Healing wounds on the waves

WORDS: Michael Jacobson PHOTOGRAPHY Supplied

Congratulations to Matthew Hoare, Southern Cross University’s 2022 Alumnus of the Year. An exercise physiologist, ex-soldier and co-founder of the Association of Veteran Surfers, Matthew is using surfing and ocean therapy to help fellow veterans make the transition from military to civilian life and enjoy better mental and physical health.

In the aftermath of war, former soldier Matthew Hoare is helping comrades find peace. Out in the ocean, Australian defence force veterans are riding the waves towards better mental and physical health – and a more certain future.

For his commitment to the rehabilitation of the veteran community through ocean therapy, Matthew is Southern Cross University’s 2022 Alumnus of the Year.

Matthew graduated with a Bachelor of Exercise and Sports Science and a Master of Exercise Physiology in 2017. Today, as co-founder of the Association of Veteran Surfers (AVS) on the Gold Coast, he applies clinical knowledge and personal experience to help fellow veterans as they transition to life at home.

“When military life ends, many veterans feel as though they lose their identity from when they served,” says Matthew. “Too often this can have dire results.

“We are all aware of the high incidence of mental health issues and suicide among veterans. That is where AVS strives to be a point of understanding, collaboration, enjoyment and, hopefully, progress. It unites veterans with others who have been through similar experiences. That empathy is extremely important.”

Time was when surfing helped Matthew’s own transition back to civilian life. He joined the Army at age 19 and served almost five years with the 8/9th Battalion, Royal Australian Regiment. He was deployed to what was then East Timor – now Timor-Leste – in 2010 and Afghanistan in 2012.

Once out of uniform, he found surfing an ideal way to clear his head, find calm, think positively and commune with nature.

“A mate and I were deployed to Afghanistan and we had a shared bond through surfing,” recalls Matthew. “We found that when we came back, surfing was the one thing we could go to, out in the ocean, just to get away from all the background noise. To just relax. We also thought we could help other veterans in similar situations, through surfing and ocean therapy.”

AVS launched in late 2015 with just a few members gathering for a monthly surf at Kirra. Since then, membership has grown so rapidly that AVS now has five branches operating from the Sunshine Coast and Gold Coast down to Northern NSW and Sydney. Local surf clubs and RSL branches provide invaluable support.

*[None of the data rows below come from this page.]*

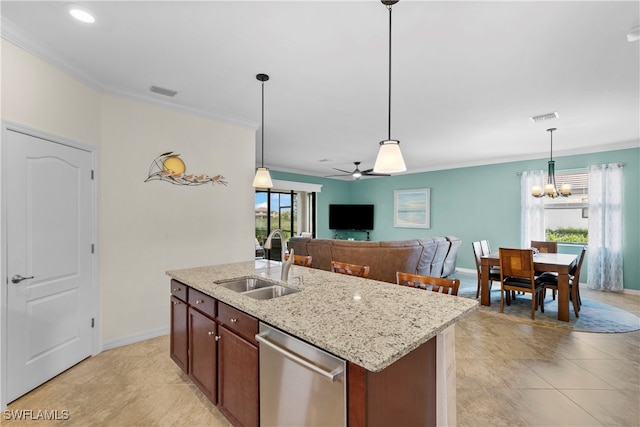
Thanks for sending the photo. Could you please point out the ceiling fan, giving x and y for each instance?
(357, 173)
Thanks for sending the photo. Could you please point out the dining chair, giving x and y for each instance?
(517, 274)
(494, 272)
(545, 247)
(437, 284)
(303, 260)
(350, 269)
(550, 281)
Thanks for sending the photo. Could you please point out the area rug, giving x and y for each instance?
(594, 316)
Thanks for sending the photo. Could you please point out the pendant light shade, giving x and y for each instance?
(262, 178)
(550, 188)
(389, 158)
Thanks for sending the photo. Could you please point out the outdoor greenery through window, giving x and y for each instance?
(293, 212)
(275, 209)
(566, 219)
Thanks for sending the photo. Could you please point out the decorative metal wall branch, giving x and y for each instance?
(170, 167)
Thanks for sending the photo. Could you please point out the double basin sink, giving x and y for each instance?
(257, 288)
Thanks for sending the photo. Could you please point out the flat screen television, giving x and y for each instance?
(351, 217)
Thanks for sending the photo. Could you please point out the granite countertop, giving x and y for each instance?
(367, 322)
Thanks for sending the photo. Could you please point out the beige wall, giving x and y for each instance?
(144, 229)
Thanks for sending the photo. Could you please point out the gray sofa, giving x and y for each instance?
(433, 256)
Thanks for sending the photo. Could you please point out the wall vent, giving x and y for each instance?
(163, 91)
(543, 117)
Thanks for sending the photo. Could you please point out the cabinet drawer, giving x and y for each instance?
(237, 321)
(202, 302)
(179, 290)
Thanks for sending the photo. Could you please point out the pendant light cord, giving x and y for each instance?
(262, 124)
(551, 131)
(389, 121)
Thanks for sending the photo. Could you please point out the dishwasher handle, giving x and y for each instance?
(333, 376)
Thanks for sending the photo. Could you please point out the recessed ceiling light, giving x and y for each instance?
(80, 13)
(543, 117)
(163, 91)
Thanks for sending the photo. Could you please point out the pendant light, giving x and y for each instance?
(262, 179)
(551, 189)
(389, 158)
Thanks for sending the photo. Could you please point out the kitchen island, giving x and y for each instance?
(389, 335)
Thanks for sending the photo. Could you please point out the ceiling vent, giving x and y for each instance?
(163, 91)
(543, 117)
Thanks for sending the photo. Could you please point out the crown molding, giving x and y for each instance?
(15, 35)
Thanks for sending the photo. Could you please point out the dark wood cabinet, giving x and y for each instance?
(238, 380)
(203, 353)
(179, 336)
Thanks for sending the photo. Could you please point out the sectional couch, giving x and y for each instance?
(433, 256)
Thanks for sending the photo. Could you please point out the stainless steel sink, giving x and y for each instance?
(247, 284)
(257, 288)
(271, 292)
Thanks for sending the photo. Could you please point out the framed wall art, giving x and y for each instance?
(411, 208)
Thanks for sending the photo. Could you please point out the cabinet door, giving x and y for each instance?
(179, 337)
(238, 384)
(202, 353)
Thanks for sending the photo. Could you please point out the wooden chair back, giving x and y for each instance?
(303, 260)
(437, 284)
(350, 269)
(484, 245)
(477, 253)
(517, 264)
(576, 272)
(545, 247)
(517, 274)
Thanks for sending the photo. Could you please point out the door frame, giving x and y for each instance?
(8, 126)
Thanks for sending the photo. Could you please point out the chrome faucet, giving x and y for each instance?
(286, 264)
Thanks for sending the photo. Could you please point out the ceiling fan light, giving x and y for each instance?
(81, 14)
(262, 179)
(389, 158)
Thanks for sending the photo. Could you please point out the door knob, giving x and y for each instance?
(18, 278)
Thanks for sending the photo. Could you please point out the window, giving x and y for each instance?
(566, 218)
(291, 211)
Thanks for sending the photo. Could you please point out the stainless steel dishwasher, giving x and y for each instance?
(300, 385)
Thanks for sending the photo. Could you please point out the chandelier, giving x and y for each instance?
(550, 188)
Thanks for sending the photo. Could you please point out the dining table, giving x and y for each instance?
(562, 264)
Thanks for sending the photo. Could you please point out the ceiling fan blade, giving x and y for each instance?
(342, 170)
(375, 174)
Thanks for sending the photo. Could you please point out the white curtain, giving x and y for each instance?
(605, 227)
(531, 208)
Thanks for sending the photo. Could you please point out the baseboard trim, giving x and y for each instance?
(584, 285)
(108, 345)
(465, 270)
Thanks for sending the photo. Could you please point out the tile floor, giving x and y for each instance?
(507, 374)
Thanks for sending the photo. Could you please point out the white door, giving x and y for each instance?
(49, 260)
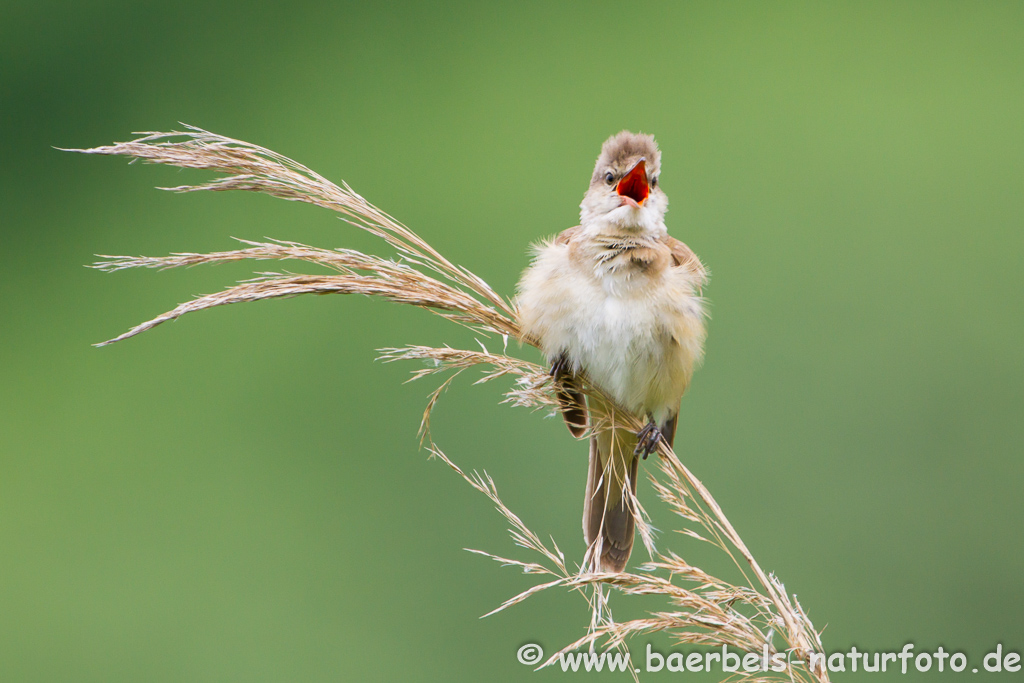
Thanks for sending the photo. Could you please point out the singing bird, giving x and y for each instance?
(617, 300)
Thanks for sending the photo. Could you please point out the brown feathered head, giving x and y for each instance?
(624, 187)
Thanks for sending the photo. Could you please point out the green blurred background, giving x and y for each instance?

“My dad taught me to surf down at Palm Beach when I was five and I have found respite and rejuvenation on the waves ever since,” says Matthew. “Being in nature is so positive. For a surfer, there is nothing to worry about but the next set, the next wave. Surfing is all about being present in the now, not what has gone before, so it encourages focus and builds anticipation.

“Yet while surfing is deeply rewarding as an individual, surfers also have a strong camaraderie. Many veterans can relate to that. Out there with a few mates, it is therapeutic. It alleviates stresses and troubles and can bring a sense of renewal that is affirming.”

Matthew recalls the example of a good mate who telephoned him to say goodbye.

“He was in a bad spot and planned to end his life. But I was able to get him down to the water with other veterans and that social connection saved his life. Surfing with someone for the first time, or after a long time, you definitely see that joy you get from surfing.”

Education has also played a key role in Matthew’s post-military life, bringing him to Southern Cross University in 2016. His degree translates well to his day job supporting private clients and people with disabilities – again including veterans – with their rehabilitation and exercise prescription.

“Exercise physiology was a natural choice for me,” he says. “I had always played sport and could see how exercise physiology was a way to use exercise to help people. I had some injuries after my service years and I wanted to assist people, especially veterans. That passion has continued to drive me and a lot of that is informed by my experience at Southern Cross University.

“Because I was a veteran and had been away from education for so long, I felt I needed to be in an environment that enabled a closer connection to my lecturers and my fellow students. Southern Cross University was ideal.

“And now, through surfing, I am sharing my passion and my qualifications with other veterans as a way to connect and to help them move forward with hope and healing.”